The day before Christmas, I took Lucy to the Church of Santa Maria della Pace so she could cleanse her soul of all sin before she received Communion at Midnight Mass on Christmas. We ambled through the Piazza Navona, stopping at booth after booth so Lucy could buy figurines of the Holy Family, gaudily decorated wise men, and placid-faced shepherds for her manger back in Waterford. The piazza shimmered with a seasonal carnality and hustlers moved with the ease of lynxes among the tourists. An elegant woman in a fur argued with a shrill peasant from the Apennines over the price of a recumbent Christ Child. A street artist without a smidgen of talent chalked a portrait of a Japanese woman who complained that the artist had made her look Korean.
Entering the church, I pointed out the graceful expressive sibyls painted by Raphael, but once again, my mother was uninterested in art when there was work to be done on her soul. She looked around at the dark line of confessionals and said, “How do I confess when I don’t know a word of Italian?”
“Here’s an Italian dictionary,” I said, handing her a small book.
“Very funny,” Lucy said. “This is one dilemma for pilgrims that never occurred to me.”

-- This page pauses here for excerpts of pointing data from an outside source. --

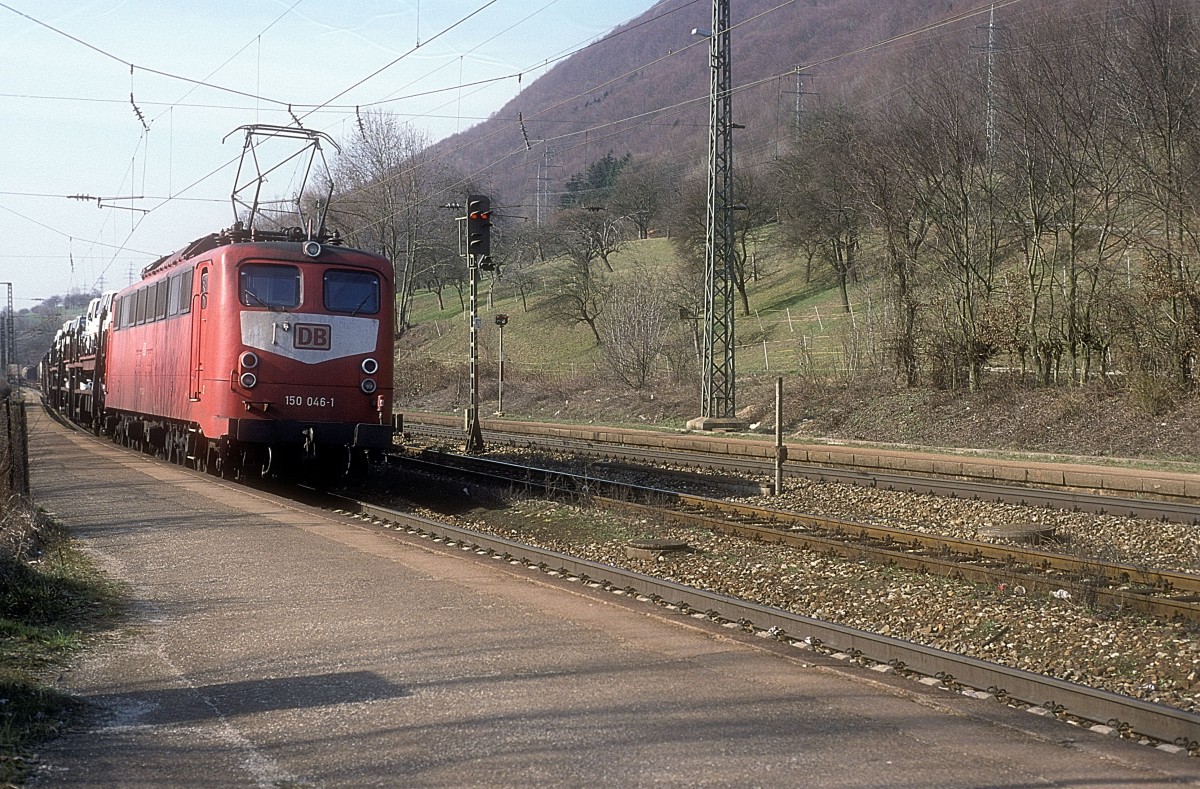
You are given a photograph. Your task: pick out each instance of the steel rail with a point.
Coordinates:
(955, 672)
(1165, 594)
(1055, 499)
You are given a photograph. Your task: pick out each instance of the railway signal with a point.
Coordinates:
(479, 226)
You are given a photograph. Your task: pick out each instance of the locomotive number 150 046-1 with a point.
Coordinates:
(312, 402)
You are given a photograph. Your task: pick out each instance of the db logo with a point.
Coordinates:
(312, 337)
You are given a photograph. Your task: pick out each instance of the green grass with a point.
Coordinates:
(801, 323)
(52, 601)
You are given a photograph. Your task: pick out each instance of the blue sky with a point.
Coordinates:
(70, 106)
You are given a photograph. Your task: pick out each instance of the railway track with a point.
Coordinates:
(1158, 592)
(1109, 712)
(1179, 509)
(1101, 710)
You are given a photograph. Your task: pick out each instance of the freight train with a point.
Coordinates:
(247, 353)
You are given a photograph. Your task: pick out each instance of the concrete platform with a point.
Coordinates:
(274, 646)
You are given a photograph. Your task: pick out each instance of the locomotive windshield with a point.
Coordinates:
(353, 291)
(274, 287)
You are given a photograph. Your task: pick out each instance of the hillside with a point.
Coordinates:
(643, 89)
(555, 372)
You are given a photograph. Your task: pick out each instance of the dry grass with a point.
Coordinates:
(52, 600)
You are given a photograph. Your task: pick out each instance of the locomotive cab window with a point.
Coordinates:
(269, 285)
(352, 291)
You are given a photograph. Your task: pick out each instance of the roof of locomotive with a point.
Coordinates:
(239, 234)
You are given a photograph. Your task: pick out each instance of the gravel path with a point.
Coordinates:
(1125, 652)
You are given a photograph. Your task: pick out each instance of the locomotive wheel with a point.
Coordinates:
(268, 463)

“But it occurred to Mother Church,” I said, pointing to a confessional at the rear of the church. “There’s an English-speaking priest in there. What are your sins? It’s hard to commit a sin on chemotherapy.”

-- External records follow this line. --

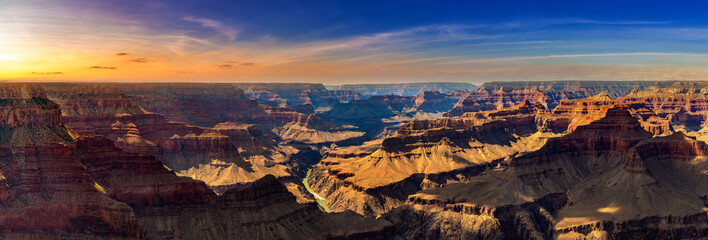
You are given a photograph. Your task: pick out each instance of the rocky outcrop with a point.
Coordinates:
(424, 154)
(171, 207)
(607, 179)
(405, 89)
(498, 95)
(432, 101)
(380, 116)
(56, 185)
(684, 104)
(209, 155)
(47, 191)
(294, 94)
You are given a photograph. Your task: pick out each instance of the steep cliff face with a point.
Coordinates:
(432, 101)
(380, 116)
(684, 104)
(584, 111)
(497, 95)
(293, 94)
(48, 192)
(607, 179)
(58, 186)
(311, 129)
(405, 89)
(425, 154)
(263, 209)
(172, 207)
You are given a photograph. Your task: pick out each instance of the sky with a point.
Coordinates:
(337, 42)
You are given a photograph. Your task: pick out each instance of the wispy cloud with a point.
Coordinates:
(505, 59)
(102, 67)
(215, 25)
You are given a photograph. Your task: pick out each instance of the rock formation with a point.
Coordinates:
(424, 154)
(607, 179)
(170, 207)
(294, 94)
(405, 89)
(209, 155)
(498, 95)
(47, 192)
(57, 184)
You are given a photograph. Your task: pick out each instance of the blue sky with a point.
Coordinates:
(352, 41)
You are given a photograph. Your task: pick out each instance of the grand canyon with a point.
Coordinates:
(353, 120)
(505, 160)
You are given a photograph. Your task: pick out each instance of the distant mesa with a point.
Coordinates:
(102, 67)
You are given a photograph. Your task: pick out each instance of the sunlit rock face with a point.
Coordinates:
(606, 179)
(46, 191)
(82, 186)
(297, 94)
(497, 95)
(378, 176)
(405, 89)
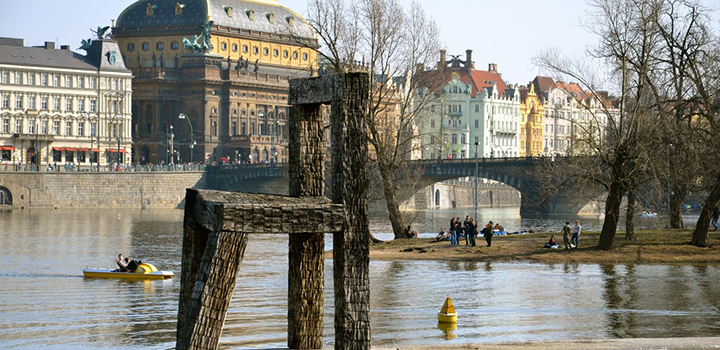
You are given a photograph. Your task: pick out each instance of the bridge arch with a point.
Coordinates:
(5, 196)
(515, 172)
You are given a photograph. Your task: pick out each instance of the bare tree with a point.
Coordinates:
(389, 41)
(616, 158)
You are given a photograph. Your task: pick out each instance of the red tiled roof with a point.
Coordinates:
(477, 79)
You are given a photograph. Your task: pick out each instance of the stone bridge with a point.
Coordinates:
(515, 172)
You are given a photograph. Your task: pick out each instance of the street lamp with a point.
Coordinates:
(192, 135)
(116, 121)
(87, 116)
(172, 147)
(476, 178)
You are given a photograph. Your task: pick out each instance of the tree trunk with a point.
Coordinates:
(701, 227)
(630, 217)
(396, 218)
(676, 201)
(612, 208)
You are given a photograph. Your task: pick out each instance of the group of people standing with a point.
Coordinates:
(468, 229)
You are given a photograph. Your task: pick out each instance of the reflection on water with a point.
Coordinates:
(46, 303)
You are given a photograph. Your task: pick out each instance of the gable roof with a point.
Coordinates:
(477, 79)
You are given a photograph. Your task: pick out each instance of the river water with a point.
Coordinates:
(46, 303)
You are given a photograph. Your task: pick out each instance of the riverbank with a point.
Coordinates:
(595, 344)
(656, 246)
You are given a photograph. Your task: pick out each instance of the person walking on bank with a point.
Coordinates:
(466, 229)
(472, 231)
(487, 232)
(453, 233)
(576, 234)
(566, 235)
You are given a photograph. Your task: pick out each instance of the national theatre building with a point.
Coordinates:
(211, 77)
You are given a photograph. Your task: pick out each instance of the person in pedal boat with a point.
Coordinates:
(127, 265)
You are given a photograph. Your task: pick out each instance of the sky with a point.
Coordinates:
(507, 33)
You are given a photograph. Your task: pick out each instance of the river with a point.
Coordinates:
(46, 303)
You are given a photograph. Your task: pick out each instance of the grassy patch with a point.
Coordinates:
(650, 246)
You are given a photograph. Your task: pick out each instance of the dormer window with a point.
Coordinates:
(178, 8)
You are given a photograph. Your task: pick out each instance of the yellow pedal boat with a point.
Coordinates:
(144, 271)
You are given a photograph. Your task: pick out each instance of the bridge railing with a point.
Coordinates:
(426, 162)
(75, 168)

“I despaired a few times, son,” Lucy said, not understanding that I was trying to joke with her.
“That’s not a sin, Mama,” I said. “That’s modern life tapping you on the shoulder and saying ‘hi.’ ”

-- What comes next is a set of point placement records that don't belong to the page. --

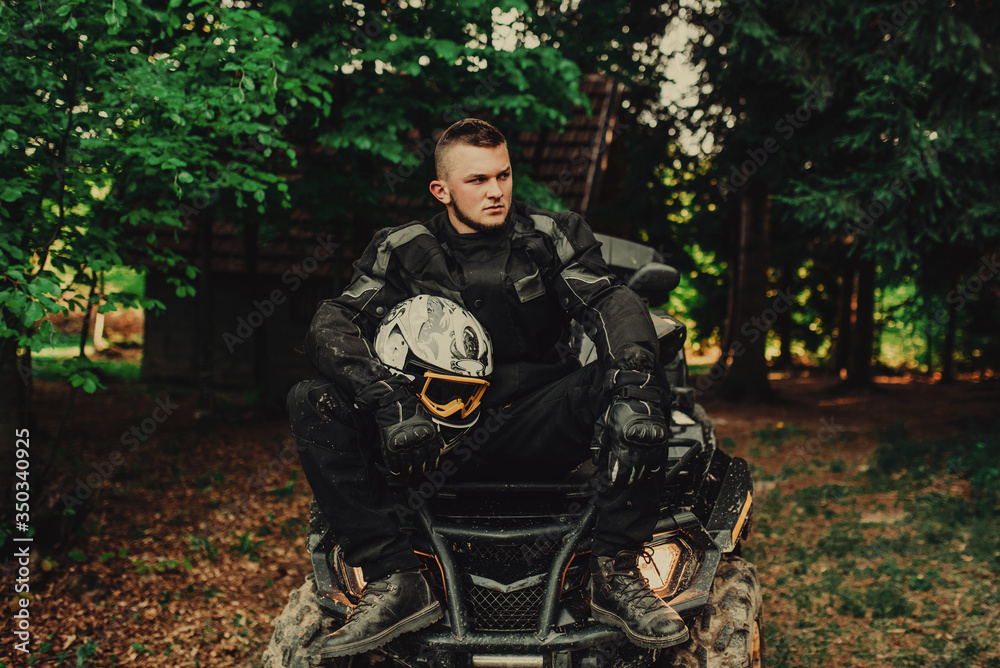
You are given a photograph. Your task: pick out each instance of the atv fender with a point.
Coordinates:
(732, 510)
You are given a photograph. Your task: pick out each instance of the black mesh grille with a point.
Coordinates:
(505, 562)
(505, 611)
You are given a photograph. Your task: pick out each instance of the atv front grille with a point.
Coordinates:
(528, 554)
(494, 610)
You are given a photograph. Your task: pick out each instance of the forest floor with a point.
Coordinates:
(876, 528)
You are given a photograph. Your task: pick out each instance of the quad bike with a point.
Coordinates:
(508, 561)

“I shouldn’t be long,” my mother said as she entered the brown-curtained confessional and I heard the priest’s screen slide back with a click.
I listened to the murmur of my mother’s voice behind the velvet curtain and the lower register of the priest’s voice in response. Kneeling, I tried to pray, but I could not feel much action in the regions where the soul most frequently moved about looking for comfort. So often when I came to a church I would find myself considering the floor plans of nothingness instead of trying to strike up a conversation with God. As a child I spoke easily with him, but I had a gentler gift for small talk then and took myself less seriously.